“How Much is That?“ is an activity I created for the 4th graders studying money. Students roll the dice to determine the number of quarters, dimes, nickels and pennies. The total value of all of the coins is then calculated. The same coins are then used to make different $1.00 combinations.
It was interesting to see the strategies used to find the total value of the coins. A handful of students drew each of the coins and then used the drawing to find the total value (i.e. circling coins that make $1.00). Most used the standard algorithm. One student employed a slightly different approach in her solution, first chunking coins together (i.e. the quarters with the dimes and the nickels with the pennies) before finding the total value.
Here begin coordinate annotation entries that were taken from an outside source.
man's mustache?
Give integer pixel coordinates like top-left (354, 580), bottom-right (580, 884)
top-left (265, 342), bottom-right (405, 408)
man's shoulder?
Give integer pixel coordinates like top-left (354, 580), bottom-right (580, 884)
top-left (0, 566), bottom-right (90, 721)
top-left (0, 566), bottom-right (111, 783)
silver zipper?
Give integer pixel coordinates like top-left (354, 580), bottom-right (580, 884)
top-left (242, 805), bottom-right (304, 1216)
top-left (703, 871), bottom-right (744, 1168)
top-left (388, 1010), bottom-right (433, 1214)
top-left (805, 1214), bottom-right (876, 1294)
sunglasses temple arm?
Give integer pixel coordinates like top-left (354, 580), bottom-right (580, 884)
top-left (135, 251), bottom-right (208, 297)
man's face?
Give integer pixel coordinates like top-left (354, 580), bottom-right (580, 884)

She then went on to justify her work by recording the totals for each type of coin.
Reflecting on that particular lesson nearly 2 weeks ago (it’s been a bit hectic with all of the Jewish holidays ), I started to wonder whether or not this student would have applied the same strategy if the value of her quarters was $0.75, $1.25 or $1.75. My guess is yes! This student was one of the few who demonstrated flexibility, embraced the openness of the $1.00 question, and persevered to find multiple solutions based on her coins. (There were additional solutions on a second whiteboard.)
Most students were entirely perplexed by the openness, uncomfortable with finding multiple solutions. Isn’t the question answered when one solution is found? With some encouragement and guidance from the classroom teacher, myself, and several successful classmates, most students were able to find multiple solutions.
It’s definitely time for more open-ended questions in this classroom!